Harvest 2013 Begins!

Warning: I pulled an all nighter by accident; too excited about harvest beginning! So this blog post might seem rather...delirious.

I dragged myself out of bed at 4:30 after finally falling asleep around 4:27 to meet Jim in the vineyard. He had been there since 1 AM, so I really couldn't complain. First pick: our Mesa Pinot Noir for our sparkling Blanc de Noirs. Since this is my favorite wine, it's a thrill to see it get started every year. The fruit looked really gorgeous - tiny berries, tight clusters. There is apparently a little more botrytis this year due to these tight clusters (if a berry breaks, this can cause botrytis to rock and roll), so the pickers have been more careful than usual looking for this.

Clarissa likes the bins to be super clean, so two guys oversee the clusters being put into the big bins and pick out anything that doesn't make the cut, plus leaves and stuff. The thing that always amazes me about picking crews is how fast they go. Literally, they're a blur! I get in the field and cut about 3 clusters, and they've already filled up a cajone.

This morning was cool and the fog strangely didn't roll in until around 5 AM. How gorgeous does this fruit look? Lucky harvest 2013...will this be some of our best wine yet? Time will tell!

Happy Harvest, everyone!

Monday, August 12, 2013

It Was Just Meant to "Bee!"

Jim and his vineyard assistant, Will, came running into my office the other day all excited!

"Will found a beehive in the vineyard! Can you move it?" Jim asked.

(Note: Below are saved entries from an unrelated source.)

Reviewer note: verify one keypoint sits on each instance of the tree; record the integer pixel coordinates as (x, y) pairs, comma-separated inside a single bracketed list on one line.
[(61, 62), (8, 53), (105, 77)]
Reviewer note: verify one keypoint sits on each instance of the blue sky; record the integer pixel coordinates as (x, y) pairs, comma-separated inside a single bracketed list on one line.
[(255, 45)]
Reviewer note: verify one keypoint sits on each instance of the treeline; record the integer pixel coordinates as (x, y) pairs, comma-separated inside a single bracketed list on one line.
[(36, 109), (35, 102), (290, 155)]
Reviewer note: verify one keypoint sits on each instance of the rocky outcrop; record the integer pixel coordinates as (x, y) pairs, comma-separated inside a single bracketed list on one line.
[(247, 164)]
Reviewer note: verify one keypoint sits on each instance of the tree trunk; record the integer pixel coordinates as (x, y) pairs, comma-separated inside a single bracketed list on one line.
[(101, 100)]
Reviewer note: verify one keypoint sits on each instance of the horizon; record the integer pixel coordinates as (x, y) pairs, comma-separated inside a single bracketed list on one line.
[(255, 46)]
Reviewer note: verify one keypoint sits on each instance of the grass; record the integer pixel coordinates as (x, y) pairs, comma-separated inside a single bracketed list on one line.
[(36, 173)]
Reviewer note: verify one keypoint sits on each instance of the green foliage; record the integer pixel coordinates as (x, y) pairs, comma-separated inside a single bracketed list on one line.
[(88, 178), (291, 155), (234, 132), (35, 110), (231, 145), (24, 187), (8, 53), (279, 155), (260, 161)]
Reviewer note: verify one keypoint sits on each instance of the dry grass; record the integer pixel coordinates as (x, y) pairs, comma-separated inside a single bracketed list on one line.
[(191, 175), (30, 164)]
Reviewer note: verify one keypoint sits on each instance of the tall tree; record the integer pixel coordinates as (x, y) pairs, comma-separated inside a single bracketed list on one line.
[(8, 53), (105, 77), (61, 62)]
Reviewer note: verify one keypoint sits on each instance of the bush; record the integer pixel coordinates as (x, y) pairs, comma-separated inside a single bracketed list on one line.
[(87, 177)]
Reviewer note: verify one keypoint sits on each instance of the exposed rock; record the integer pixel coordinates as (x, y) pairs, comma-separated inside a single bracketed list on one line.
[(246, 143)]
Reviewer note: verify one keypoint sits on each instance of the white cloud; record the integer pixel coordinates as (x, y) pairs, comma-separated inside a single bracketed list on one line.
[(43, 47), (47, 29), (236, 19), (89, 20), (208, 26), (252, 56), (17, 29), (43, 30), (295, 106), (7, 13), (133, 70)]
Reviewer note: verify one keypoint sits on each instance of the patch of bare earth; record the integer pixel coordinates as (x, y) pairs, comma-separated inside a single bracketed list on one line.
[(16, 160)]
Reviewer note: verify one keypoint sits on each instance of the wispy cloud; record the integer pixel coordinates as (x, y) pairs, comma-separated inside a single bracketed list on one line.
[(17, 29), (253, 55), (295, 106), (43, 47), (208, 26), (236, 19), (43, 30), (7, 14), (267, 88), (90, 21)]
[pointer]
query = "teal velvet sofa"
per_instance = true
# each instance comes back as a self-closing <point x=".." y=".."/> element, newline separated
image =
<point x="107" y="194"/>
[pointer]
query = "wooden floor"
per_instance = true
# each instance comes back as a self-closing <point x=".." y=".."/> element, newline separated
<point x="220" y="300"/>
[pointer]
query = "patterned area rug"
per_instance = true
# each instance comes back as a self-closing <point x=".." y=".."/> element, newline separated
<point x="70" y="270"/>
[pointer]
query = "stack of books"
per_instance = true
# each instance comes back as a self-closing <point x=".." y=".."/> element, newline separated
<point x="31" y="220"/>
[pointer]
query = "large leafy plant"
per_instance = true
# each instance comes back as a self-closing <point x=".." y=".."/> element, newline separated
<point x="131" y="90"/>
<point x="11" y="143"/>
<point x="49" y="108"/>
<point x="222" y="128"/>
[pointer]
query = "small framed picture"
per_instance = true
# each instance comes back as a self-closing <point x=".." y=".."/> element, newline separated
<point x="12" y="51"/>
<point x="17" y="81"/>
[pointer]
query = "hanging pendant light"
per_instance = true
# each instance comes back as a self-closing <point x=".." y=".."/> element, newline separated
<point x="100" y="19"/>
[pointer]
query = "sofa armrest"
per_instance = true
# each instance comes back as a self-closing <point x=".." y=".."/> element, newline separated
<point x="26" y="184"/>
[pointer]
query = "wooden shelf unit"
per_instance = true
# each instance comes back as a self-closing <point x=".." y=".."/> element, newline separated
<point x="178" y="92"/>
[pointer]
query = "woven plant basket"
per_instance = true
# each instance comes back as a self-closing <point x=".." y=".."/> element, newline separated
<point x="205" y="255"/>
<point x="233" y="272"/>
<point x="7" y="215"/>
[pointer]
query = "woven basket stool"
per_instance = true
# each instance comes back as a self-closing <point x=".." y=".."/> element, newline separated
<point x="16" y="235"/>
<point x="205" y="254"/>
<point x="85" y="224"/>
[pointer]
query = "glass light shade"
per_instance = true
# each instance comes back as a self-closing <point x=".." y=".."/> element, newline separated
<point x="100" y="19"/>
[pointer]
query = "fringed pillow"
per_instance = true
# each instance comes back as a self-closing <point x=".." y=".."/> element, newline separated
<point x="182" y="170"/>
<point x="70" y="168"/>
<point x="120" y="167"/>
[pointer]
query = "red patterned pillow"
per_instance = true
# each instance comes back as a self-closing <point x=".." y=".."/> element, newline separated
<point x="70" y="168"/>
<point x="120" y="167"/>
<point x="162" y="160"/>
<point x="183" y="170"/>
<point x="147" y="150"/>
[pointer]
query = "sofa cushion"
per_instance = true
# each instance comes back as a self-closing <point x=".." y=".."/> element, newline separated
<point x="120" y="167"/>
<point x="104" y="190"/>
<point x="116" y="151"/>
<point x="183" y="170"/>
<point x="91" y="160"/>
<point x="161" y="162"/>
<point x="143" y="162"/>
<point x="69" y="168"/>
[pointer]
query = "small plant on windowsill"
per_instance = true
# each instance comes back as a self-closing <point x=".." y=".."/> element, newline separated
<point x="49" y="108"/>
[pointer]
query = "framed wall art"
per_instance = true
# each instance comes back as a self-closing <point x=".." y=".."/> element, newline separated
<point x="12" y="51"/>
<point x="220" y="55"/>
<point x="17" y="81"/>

Wow. Wowwowwowwowwow. Ok, so I've had multiple opportunities to move wild hives before through some other local beekeepers, but haven't had a chance to learn because I've been at Pepperdine every single time something like this has come up. Now, just a few days out of school, and there's a hive of Riverbench bees just for me! Ecstatic!

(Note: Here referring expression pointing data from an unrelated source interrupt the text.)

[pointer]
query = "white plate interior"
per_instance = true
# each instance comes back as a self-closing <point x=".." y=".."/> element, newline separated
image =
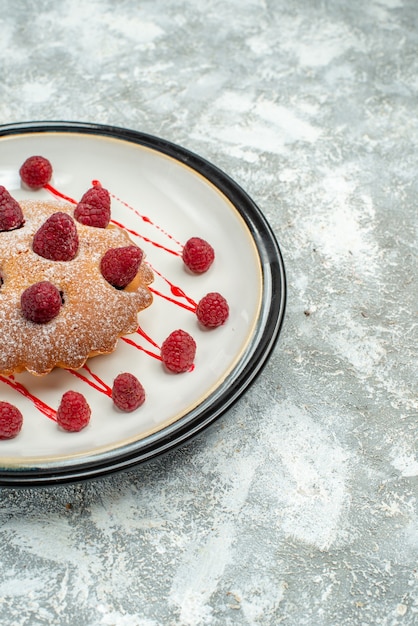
<point x="180" y="204"/>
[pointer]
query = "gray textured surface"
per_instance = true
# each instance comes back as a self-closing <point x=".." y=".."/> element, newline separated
<point x="300" y="505"/>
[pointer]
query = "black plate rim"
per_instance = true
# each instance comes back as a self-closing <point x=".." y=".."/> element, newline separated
<point x="198" y="419"/>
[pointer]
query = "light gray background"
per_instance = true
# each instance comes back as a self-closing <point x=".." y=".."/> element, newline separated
<point x="300" y="505"/>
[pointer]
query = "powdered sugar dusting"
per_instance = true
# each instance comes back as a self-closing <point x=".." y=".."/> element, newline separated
<point x="93" y="315"/>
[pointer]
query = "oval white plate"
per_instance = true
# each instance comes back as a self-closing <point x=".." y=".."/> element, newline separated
<point x="166" y="195"/>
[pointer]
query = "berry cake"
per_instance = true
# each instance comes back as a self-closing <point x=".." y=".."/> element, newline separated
<point x="41" y="331"/>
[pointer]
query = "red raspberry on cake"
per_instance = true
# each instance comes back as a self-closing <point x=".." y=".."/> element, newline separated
<point x="94" y="208"/>
<point x="198" y="255"/>
<point x="57" y="238"/>
<point x="127" y="392"/>
<point x="212" y="310"/>
<point x="178" y="351"/>
<point x="119" y="266"/>
<point x="11" y="420"/>
<point x="11" y="216"/>
<point x="41" y="302"/>
<point x="36" y="172"/>
<point x="73" y="413"/>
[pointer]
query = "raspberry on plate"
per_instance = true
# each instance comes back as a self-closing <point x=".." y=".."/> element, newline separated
<point x="212" y="310"/>
<point x="57" y="238"/>
<point x="119" y="266"/>
<point x="11" y="420"/>
<point x="94" y="208"/>
<point x="73" y="413"/>
<point x="11" y="216"/>
<point x="178" y="351"/>
<point x="127" y="392"/>
<point x="198" y="255"/>
<point x="36" y="172"/>
<point x="40" y="302"/>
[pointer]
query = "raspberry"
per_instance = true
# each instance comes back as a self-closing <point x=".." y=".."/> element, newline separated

Immediately I emailed and called my local bee resources, asking for instructions, advice and help. They responded with all of the above and, most surprisingly of all, seemed confident I could handle it alone. The hive was small and completely exposed, just hanging right off of a vine. They all talked me through various methods, and I decided to go for it.

Last night was the night (you want to move them at night so most of them are "home"). I suited up, got my supplies, and drove out to examine the hive. With just the light of Jim's trusty headlamp, I found that the hive was actually attached to three separate grape clusters. I started dissecting, cutting the clusters one by one. The hive buzzed but not a single bee moved.

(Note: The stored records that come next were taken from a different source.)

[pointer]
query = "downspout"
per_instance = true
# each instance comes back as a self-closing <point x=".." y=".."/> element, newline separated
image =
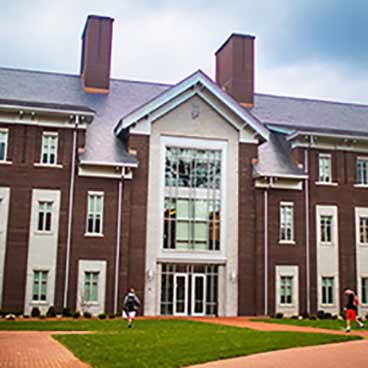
<point x="266" y="251"/>
<point x="307" y="235"/>
<point x="70" y="211"/>
<point x="118" y="241"/>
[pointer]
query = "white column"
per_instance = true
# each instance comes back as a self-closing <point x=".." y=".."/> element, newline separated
<point x="4" y="213"/>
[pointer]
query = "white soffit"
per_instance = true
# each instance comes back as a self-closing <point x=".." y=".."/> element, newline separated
<point x="182" y="91"/>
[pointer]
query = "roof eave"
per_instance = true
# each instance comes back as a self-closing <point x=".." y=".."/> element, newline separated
<point x="195" y="78"/>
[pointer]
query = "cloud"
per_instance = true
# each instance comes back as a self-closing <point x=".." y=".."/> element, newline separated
<point x="314" y="79"/>
<point x="330" y="30"/>
<point x="307" y="48"/>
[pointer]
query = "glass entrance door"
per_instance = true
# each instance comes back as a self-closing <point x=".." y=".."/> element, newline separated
<point x="180" y="294"/>
<point x="198" y="294"/>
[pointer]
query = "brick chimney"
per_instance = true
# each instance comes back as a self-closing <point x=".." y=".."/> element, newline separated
<point x="96" y="54"/>
<point x="235" y="68"/>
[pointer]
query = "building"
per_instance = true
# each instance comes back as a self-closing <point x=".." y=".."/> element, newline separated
<point x="208" y="198"/>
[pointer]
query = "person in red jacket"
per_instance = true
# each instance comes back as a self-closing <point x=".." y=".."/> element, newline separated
<point x="351" y="309"/>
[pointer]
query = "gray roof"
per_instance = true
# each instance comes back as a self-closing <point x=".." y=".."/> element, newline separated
<point x="274" y="158"/>
<point x="44" y="105"/>
<point x="302" y="112"/>
<point x="53" y="88"/>
<point x="125" y="96"/>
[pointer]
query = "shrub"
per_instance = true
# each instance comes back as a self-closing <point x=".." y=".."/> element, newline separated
<point x="76" y="314"/>
<point x="87" y="315"/>
<point x="66" y="312"/>
<point x="35" y="312"/>
<point x="321" y="314"/>
<point x="51" y="312"/>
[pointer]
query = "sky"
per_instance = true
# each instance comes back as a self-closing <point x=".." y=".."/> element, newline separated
<point x="304" y="48"/>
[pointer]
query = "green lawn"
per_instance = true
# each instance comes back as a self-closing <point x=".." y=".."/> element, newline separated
<point x="319" y="323"/>
<point x="167" y="343"/>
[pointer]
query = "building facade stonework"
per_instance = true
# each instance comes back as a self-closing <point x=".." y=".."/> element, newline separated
<point x="208" y="198"/>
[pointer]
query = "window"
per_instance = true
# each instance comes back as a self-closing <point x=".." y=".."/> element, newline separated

Then the action started. Once I cut away one cluster, the hive became unstable and started to fall. I got the bucket underneath and caught it just in time. A few more clips and most of the rest of the pieces fell in, too. The bees remained relatively calm until I covered the bucket with a lid to seal them in. The buzzing that ensued was angry and not just a little terrifying.

I carefully transported them in the backseat of my car, then dumped them into their new home. About 15,000 bees were at this time flying all around me, landing all over me. My gloves were black, completely coated in them. The light buzzing sensation on my hands was pleasant, though I was still a little nervous about hurting them or messing things up.

I closed up the hive, let the rest of them fly off, and left the scene. They were still there this morning, buzzing around and holding my bucket hostage, but they seem to be settling into their new home. Their view is really gorgeous, actually, overlooking Block 44 and the San Ramon Chapel.

Successful bee extraction #1. (I hope.) That enough excitement for this week.